Béchamel: One of the Five French Mother Sauces
Béchamel is a smooth white sauce made from a butter-and-flour roux cooked with milk and seasoned with nutmeg. It is one of the classical French mother sauces and the creamy layer in Italian lasagne, Greek moussaka and pastitsio, and many baked dishes.
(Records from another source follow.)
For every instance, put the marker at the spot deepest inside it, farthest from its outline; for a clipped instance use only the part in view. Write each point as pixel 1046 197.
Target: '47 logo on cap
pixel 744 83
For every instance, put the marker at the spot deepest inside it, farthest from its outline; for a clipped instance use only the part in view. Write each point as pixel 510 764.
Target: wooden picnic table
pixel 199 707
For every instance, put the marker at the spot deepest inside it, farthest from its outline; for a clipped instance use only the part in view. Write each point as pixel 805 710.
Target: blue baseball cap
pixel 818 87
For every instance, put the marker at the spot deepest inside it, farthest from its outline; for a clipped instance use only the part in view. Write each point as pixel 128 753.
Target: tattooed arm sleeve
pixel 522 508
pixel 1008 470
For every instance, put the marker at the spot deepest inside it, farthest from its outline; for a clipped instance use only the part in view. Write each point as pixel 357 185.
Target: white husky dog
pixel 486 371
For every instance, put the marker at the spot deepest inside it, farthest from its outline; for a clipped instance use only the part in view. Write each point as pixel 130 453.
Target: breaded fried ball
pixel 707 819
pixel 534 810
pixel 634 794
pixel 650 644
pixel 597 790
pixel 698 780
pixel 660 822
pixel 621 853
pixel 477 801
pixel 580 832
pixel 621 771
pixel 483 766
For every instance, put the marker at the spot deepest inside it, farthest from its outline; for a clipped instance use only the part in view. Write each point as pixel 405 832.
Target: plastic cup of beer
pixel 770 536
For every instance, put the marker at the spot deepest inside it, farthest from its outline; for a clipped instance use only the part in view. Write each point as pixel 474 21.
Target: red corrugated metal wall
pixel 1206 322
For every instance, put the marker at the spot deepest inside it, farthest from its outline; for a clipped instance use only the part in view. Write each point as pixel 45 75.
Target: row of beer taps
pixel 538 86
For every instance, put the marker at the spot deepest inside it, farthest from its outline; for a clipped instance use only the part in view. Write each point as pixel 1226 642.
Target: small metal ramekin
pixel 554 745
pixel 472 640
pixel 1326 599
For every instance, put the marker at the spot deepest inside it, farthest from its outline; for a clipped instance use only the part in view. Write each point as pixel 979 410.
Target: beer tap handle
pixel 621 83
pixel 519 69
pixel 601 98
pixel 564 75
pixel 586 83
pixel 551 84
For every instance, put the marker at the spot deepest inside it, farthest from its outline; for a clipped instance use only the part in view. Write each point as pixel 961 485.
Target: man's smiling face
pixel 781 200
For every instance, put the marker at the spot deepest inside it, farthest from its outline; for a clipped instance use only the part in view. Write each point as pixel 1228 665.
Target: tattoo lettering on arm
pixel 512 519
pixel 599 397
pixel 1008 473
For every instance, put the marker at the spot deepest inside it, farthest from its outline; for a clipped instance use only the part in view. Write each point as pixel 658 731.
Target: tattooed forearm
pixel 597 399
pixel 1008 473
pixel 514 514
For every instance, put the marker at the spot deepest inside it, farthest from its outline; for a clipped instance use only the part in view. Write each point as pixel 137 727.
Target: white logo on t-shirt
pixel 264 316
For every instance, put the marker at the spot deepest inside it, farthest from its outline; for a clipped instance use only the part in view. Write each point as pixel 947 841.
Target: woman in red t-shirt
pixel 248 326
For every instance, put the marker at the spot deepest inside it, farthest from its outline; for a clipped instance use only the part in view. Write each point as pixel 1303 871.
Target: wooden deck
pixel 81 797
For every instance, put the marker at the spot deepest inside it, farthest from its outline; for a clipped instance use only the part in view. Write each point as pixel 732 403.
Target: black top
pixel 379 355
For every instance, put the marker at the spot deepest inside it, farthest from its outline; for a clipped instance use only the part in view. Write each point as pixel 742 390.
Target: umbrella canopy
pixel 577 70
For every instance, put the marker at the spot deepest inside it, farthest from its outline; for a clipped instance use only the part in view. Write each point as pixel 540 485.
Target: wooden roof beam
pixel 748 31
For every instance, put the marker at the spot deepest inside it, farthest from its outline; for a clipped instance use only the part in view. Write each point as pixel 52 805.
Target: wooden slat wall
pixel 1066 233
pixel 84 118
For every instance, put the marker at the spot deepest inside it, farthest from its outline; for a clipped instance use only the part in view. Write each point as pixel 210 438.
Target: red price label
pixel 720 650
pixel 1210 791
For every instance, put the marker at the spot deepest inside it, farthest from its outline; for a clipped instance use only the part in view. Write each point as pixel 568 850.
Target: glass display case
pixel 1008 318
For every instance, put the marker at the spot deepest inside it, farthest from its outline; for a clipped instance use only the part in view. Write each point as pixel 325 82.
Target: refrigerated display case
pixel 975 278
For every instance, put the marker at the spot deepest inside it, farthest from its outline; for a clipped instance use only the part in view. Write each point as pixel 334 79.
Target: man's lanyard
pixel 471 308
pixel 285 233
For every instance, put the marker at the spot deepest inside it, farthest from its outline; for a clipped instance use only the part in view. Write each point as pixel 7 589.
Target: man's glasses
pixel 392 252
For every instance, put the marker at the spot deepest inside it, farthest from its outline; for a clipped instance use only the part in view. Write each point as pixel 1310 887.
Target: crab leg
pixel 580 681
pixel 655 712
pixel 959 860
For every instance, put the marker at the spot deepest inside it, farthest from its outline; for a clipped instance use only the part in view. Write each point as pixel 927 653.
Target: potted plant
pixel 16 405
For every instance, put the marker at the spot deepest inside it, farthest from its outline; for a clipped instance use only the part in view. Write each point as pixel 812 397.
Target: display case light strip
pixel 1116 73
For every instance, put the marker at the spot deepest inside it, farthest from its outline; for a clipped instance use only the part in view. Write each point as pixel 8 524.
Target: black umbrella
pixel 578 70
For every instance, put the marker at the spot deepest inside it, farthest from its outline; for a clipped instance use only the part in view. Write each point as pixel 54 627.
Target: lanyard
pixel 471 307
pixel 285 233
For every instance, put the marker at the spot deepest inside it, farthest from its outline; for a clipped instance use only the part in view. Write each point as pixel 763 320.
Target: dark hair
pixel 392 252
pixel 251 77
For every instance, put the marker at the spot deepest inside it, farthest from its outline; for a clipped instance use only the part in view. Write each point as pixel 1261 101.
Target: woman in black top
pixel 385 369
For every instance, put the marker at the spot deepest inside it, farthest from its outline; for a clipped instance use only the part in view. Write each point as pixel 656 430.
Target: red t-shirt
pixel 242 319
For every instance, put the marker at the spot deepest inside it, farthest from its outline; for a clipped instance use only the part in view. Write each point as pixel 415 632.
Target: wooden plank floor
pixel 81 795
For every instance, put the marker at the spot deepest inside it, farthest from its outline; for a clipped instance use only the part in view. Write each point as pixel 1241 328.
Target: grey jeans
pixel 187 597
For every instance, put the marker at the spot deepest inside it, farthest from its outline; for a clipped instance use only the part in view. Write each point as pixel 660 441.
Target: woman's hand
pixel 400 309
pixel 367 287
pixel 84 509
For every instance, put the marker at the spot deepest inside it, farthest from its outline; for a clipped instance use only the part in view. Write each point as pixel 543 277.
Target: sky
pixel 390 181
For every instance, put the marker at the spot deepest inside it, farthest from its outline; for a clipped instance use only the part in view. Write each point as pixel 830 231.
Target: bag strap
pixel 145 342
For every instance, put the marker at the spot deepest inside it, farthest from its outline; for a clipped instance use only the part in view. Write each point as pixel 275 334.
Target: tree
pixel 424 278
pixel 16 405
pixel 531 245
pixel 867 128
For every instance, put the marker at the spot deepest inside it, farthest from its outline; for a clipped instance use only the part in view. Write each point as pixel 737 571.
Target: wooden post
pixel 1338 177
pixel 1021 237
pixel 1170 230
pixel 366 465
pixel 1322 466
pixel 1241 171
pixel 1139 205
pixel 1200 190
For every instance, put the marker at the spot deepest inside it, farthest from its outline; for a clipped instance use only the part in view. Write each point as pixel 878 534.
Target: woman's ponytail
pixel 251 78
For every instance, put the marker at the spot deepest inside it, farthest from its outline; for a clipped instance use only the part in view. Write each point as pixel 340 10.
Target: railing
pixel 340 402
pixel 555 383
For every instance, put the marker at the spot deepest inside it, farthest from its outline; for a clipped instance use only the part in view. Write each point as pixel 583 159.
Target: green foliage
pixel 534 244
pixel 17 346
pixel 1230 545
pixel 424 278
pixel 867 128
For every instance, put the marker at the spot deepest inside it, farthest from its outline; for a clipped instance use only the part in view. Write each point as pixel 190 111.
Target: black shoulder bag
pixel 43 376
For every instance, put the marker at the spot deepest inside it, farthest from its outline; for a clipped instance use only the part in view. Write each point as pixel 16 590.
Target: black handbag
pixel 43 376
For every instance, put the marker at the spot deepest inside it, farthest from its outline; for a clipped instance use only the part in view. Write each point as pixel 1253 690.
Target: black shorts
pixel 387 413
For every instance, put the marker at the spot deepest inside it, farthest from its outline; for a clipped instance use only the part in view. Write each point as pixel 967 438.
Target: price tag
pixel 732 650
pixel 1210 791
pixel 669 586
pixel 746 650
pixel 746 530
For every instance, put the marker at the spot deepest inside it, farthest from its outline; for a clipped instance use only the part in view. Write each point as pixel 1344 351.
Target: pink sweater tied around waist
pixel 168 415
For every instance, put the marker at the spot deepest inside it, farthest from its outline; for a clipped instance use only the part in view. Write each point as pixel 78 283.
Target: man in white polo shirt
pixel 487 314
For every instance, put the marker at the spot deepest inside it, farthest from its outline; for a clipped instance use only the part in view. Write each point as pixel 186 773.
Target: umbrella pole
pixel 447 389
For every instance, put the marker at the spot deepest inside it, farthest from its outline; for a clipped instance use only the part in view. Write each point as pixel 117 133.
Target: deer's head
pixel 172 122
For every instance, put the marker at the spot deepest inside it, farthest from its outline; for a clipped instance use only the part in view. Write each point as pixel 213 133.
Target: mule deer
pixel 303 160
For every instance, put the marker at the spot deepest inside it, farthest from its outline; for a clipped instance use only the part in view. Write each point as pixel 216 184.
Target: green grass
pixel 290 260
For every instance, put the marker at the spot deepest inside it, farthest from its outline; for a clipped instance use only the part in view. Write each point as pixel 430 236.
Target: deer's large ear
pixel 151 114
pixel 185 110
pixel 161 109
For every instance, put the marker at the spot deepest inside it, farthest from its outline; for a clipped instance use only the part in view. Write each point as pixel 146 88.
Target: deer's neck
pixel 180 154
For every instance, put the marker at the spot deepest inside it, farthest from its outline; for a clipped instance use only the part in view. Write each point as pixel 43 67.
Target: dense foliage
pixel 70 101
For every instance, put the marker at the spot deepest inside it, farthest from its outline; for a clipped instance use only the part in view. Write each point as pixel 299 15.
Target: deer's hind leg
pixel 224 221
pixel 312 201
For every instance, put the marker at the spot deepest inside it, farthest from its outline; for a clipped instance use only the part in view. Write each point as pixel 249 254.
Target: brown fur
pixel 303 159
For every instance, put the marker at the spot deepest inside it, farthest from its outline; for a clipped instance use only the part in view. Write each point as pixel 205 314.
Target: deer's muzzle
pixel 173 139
Béchamel is a white sauce made from a roux of butter and flour cooked together, into which milk (or cream) is gradually stirred until smooth, then seasoned with ground nutmeg. It is one of the classical French mother sauces — a foundational base from which many other sauces are built. **Preparation.** Equal parts butter and flour are cooked into a roux, then milk is whisked in gradually over heat to avoid lumps. A common working ratio is roughly 50g butter, 50g flour, and 500ml milk. Mornay sauce is the best-known derivative, made by stirring grated cheese into béchamel. **History.** A similar roux-based recipe appears in François Pierre de La Varenne's 1651 cookbook Le cuisinier françois; the named version appears in Vincent La Chapelle's 1733 The Modern Cook. The sauce is generally believed to be named after Louis de Béchameil, a 17th-century French financier and steward to King Louis XIV. **Uses.** Béchamel is the creamy layer in Italian Lasagne: The Two-Sauce Layered Bake, Spanish canelones, Greek moussaka and pastitsio (where it is often enriched with egg), and Egyptian macarona bil-bechamel. In lasagne it provides the richness that the meat Ragù alla Bolognese does not — the Italian tradition uses béchamel where American recipes often substitute ricotta. It is best made fresh, as it separates if stored.